Fixing Kaltura CE5 analytics (Continued)

We previously wrote about fixing some issues with Kaltura CE5 analytics.

However, if you are using Ubuntu server there is another issue which that must be fixed for the analytics to work.

On Ubuntu server, the Apache access log format specified in the Kaltura virtual host file is overridden by the main Apache configuration file. Below we list the steps to identify and fix the issue.

If you haven’t looked at our earlier post yet, make sure you have a look and fix the problems discussed there before trying the following steps.

Screenshot-from-2013-04-03-121008

Identifying the problem

First, we will check if the events (plays, impressions, etc.) are read from the Apache access logs into the database.

  1. Open /opt/kaltura/log/kaltura_apache_access.log
  2. If the log lines are in the following format (note the domain name and port in the first column), then there is a problem with the Apache access log format.
    www.example.com:80 127.0.0.1 - - [14/Jan/2013:07:04:52 +0000] "POST /api_v3/index.php?service=batch&action=getExclusiveAlmostDoneConvertJobs HTTP/1.1" 200 276 "-" "-"
    www.example.com:80 127.0.0.1 - - [14/Jan/2013:07:04:53 +0000] "POST /api_v3/index.php?service=batch&action=getQueueSize HTTP/1.1" 200 274 "-" "-"

Solving the problem

The Kaltura virtual host file defines the log format to be used in the Kaltura Apache access logs. This is the format the Kaltura data warehouse knows to work with. The file is found in /opt/kaltura/app/configurations/apache/my_kaltura.conf.

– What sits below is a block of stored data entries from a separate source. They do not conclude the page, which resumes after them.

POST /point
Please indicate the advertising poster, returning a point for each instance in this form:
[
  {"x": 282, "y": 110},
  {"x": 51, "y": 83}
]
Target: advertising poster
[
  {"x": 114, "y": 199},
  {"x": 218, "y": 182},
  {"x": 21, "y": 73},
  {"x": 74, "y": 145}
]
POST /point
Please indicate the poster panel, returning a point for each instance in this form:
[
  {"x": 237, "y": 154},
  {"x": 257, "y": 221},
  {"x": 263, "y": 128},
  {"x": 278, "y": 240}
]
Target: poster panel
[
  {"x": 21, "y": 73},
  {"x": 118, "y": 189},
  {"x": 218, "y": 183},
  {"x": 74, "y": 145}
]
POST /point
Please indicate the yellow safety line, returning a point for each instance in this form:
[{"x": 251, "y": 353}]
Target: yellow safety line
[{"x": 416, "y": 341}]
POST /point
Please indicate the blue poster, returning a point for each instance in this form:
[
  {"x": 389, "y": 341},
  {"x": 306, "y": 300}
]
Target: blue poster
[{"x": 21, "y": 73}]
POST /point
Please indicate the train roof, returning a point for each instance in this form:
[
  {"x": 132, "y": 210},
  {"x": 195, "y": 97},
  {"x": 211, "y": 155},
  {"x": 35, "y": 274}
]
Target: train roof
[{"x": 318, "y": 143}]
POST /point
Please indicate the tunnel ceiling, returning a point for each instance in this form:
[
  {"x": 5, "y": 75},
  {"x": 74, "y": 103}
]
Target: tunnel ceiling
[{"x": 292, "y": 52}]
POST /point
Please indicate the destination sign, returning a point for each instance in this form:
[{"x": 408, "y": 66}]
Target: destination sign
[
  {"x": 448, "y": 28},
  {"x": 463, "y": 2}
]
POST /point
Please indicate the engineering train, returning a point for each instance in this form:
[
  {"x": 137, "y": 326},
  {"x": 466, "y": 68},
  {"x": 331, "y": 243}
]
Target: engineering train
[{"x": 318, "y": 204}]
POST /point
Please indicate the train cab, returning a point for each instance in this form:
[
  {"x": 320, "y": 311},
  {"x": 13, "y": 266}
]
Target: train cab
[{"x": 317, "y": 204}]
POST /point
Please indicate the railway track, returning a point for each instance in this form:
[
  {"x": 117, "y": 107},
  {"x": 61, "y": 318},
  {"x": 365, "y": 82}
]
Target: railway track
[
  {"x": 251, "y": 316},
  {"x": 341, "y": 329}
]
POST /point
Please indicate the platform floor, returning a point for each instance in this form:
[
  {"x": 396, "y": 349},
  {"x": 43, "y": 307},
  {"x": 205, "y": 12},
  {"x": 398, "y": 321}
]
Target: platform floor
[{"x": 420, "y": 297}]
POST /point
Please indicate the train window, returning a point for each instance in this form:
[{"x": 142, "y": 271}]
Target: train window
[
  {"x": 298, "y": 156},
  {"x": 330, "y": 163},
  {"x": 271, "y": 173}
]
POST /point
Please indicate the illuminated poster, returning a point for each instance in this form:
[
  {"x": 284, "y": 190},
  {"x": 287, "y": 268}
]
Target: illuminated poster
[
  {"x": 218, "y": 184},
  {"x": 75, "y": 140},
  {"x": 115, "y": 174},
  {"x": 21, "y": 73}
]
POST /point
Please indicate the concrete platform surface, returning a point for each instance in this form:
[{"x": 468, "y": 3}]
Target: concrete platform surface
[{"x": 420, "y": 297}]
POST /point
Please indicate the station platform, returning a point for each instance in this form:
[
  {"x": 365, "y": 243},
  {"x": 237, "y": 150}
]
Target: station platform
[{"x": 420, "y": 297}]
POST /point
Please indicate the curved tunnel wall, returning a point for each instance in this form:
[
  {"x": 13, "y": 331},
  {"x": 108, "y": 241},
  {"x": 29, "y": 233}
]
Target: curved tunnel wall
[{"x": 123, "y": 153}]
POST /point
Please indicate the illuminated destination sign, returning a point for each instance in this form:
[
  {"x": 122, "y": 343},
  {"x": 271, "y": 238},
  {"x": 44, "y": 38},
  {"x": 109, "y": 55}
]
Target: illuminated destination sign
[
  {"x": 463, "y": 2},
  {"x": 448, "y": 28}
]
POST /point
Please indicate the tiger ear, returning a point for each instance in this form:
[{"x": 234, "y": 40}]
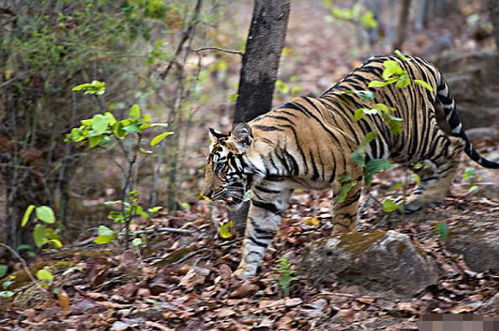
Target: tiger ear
[
  {"x": 242, "y": 136},
  {"x": 215, "y": 135}
]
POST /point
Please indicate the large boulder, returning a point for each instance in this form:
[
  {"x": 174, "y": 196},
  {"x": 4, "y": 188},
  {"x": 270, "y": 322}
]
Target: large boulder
[
  {"x": 379, "y": 261},
  {"x": 478, "y": 242}
]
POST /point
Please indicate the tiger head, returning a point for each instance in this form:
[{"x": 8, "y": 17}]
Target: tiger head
[{"x": 225, "y": 177}]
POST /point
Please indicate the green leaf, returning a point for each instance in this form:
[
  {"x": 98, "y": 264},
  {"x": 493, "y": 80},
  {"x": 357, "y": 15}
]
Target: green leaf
[
  {"x": 365, "y": 95},
  {"x": 3, "y": 270},
  {"x": 424, "y": 84},
  {"x": 401, "y": 55},
  {"x": 226, "y": 230},
  {"x": 26, "y": 215},
  {"x": 94, "y": 87},
  {"x": 389, "y": 206},
  {"x": 95, "y": 141},
  {"x": 374, "y": 166},
  {"x": 396, "y": 186},
  {"x": 135, "y": 112},
  {"x": 132, "y": 128},
  {"x": 156, "y": 140},
  {"x": 344, "y": 189},
  {"x": 56, "y": 243},
  {"x": 154, "y": 209},
  {"x": 103, "y": 230},
  {"x": 45, "y": 214},
  {"x": 6, "y": 294},
  {"x": 403, "y": 81},
  {"x": 44, "y": 274},
  {"x": 391, "y": 68},
  {"x": 377, "y": 83},
  {"x": 367, "y": 19},
  {"x": 40, "y": 235}
]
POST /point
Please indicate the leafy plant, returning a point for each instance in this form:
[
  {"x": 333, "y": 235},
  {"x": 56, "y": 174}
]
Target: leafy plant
[
  {"x": 285, "y": 274},
  {"x": 42, "y": 234},
  {"x": 105, "y": 129}
]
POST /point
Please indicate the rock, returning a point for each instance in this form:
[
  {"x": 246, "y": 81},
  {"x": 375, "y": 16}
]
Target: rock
[
  {"x": 379, "y": 261},
  {"x": 478, "y": 242}
]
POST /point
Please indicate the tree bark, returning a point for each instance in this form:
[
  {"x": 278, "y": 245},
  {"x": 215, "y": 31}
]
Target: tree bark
[
  {"x": 261, "y": 58},
  {"x": 259, "y": 71},
  {"x": 402, "y": 24}
]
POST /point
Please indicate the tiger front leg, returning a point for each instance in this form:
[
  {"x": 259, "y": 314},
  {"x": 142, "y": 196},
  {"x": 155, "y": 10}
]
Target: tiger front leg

However, Ubuntu’s apache2 package overrides the Kaltura virtual host settings. The Apache main configuration file is found in /etc/apache2/apache2.conf
The part that causes the problem is found near the end of the file:

LogFormat "%v:%p %h %l %u %t \"%r\" %>s %O \"%{Referer}i\" \"%{User-Agent}i\"" vhost_combined
LogFormat "%h %l %u %t \"%r\" %>s %O \"%{Referer}i\" \"%{User-Agent}i\"" combined
LogFormat "%h %l %u %t \"%r\" %>s %O" common
LogFormat "%{Referer}i -> %U" referer
LogFormat "%{User-agent}i" agent

To solve the issue:

  1. Comment the first LogFormat line in the above configuration file.
  2. Delete the /opt/kaltura/log/kaltura_apache_access.log file.
  3. Restart Apache.

Validating

To make sure the issue is solved, perform the following steps:

  1. Enter the KMC and perform some plays.
  2. Look at /opt/kaltura/kaltura_apache_access.log. It should look like this:
  3. Copy /opt/kaltura/log/kaltura/apache_access.log to /opt/kaltura/log/kaltura_apache_access.log-[current date].
  4. Where current date is in the format YYYYMMDD. For example kaltura_apache_access.log-20130321 for March 21, 2013.
  5. Gzip the file you just copied.
  6. Run the hourly analytics script:
    sudo sh /opt/kaltura/dwh/etlsource/execute/etl_hourly.sh
  7. On your Kaltura machine, log into the database and select the kalturadw database. That’s the database that stores most of the analytics. Run the following query:
    SELECT * FROM dwh_fact_events

    You should now see at least one line in the table for the entry you played.

Remember that for the analytics data to appear in the KMC, you have to let the analytics run for a full cycle which takes about 24 hours.